Figure 2 Identification of differentially expressed genes (DEGs) in PTSD cohorts. (A) Volcano plot depicting DEGs between PTSD and control groups in GSE199841. Red/blue points denote upregulated/downregulated genes. (B) Bar graph quantifying upregulated (red) and downregulated (blue) DEGs in GSE199841. (C) Hierarchical clustering heatmap of the top 50 DEGs (ranked by adjusted p-value) in GSE199841, demonstrating distinct expression patterns between groups. (D) Volcano plot depicting DEGs between PTSD and control groups in GSE81761. Red/blue points denote upregulated/downregulated genes. (E) Bar graph quantifying upregulated (red) and downregulated (blue) DEGs in GSE81761. (F) Hierarchical clustering heatmap of the top 50 DEGs (ranked by adjusted p-value) in GSE81761.

Potential Functions and Pathway of Differential Expression Genes

Gene Ontology (GO) and Kyoto Encyclopedia of Genes and Genomes (KEGG) analyses of DEGs from the GSE199841 and GSE81761 datasets revealed mitochondrial-centric functional signatures in PTSD pathogenesis. In GSE199841, GO enrichment highlighted biological processes including upregulation of NOS enzymatic activity and microtubule motor activity, with cellular components including mitochondrial-associated structures (cell-substrate junctions, pseudopodia) and molecular functions like metalloendopeptidase activity (Figure 3A; Supplementary Table 3). Parallel analysis of GSE81761 further identified mitochondrial gene expression, inner membrane organization, and ribosomal complexes as key enriched terms (Figure 3B; Supplementary Table 4). KEGG pathway profiling delineated PTSD-related mechanisms spanning synaptic plasticity, neuroinflammatory signaling, and metabolic dysregulation (Figure 3C and D; Supplementary Tables 5 and 6). Multi-level integration of these findings underscores mitochondrial metabolism as a critical hub in PTSD pathology, linking energy homeostasis, neuroimmune crosstalk, and stress-responsive signaling networks.

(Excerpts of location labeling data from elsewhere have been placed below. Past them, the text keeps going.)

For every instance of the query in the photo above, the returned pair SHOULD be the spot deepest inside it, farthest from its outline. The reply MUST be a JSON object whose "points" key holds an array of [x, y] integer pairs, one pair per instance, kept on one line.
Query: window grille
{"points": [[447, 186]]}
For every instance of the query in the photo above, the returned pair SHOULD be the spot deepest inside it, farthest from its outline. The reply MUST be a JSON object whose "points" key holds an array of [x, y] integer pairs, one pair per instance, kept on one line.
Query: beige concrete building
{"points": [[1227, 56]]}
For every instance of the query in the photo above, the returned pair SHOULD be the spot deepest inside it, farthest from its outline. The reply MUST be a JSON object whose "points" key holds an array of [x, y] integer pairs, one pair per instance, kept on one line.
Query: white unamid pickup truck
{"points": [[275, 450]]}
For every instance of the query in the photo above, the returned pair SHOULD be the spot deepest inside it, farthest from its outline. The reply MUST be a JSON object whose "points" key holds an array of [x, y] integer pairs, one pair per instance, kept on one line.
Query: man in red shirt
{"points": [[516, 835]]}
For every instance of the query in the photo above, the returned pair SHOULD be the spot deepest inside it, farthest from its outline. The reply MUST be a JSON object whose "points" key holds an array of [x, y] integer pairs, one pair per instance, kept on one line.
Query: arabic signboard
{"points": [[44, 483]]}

Figure 3 Functional enrichment analysis of PTSD-associated DEGs. GO terms (A) and KEGG pathways (B) enriched in DEGs from GSE199841. GO terms (C) and KEGG pathways (D) enriched in DEGs from GSE81761.

Abbreviations: BP, biological process; CC, cellular component; MF, molecular function; GO, Gene Ontology; KEGG, Kyoto Encyclopedia of Genes and Genomes.

Analysis of Screening of Mitochondria‑related DEGs

Intersection analysis of MitoCarta3.0-derived mitochondrial genes with PTSD-associated DEGs from GSE199841 and GSE81761 identified seven upregulated (SLC25A12, IDE, MRPL27, COX17, MRPS17, CISD1, NADK2) and one downregulated (UCP2) consensus MitoDEGs (Figure 4A and B). Cross-dataset validation confirmed robust differential expression patterns across cohorts (Figure 4C and F; Supplementary Tables 7 and 8), with hierarchical clustering revealing distinct mitochondrial transcriptional signatures in PTSD. Functional enrichment profiling demonstrated MitoDEG involvement in bioenergetic pathways, including oxidative phosphorylation, mitochondrial inner membrane organization, and dicarboxylate transport (Figure 4G). KEGG pathway analysis further implicated these genes in ribosome biogenesis, thermogenesis, and neurodegenerative cascades, with oxidative phosphorylation (hsa00190) emerging as the central node (Figure 4H). This multi-omics convergence positions mitochondrial bioenergetic dysregulation as a hallmark of PTSD pathophysiology.

Figure 4 Mitochondrial DEG characterization and enrichment. Venn diagrams showing overlap between mitochondrial genes (MitoCarta3.0) and (A) upregulated or (B) downregulated DEGs. Normalized expression levels of eight consensus MitoDEGs in (C) GSE199841 and (D) GSE81761. Heatmaps of MitoDEG expression profiles in (E) GSE199841 and (F) GSE81761, clustered by Euclidean distance. (G) GO terms and (H) KEGG pathways enriched among MitoDEGs (*p < 0.05, **p < 0.01).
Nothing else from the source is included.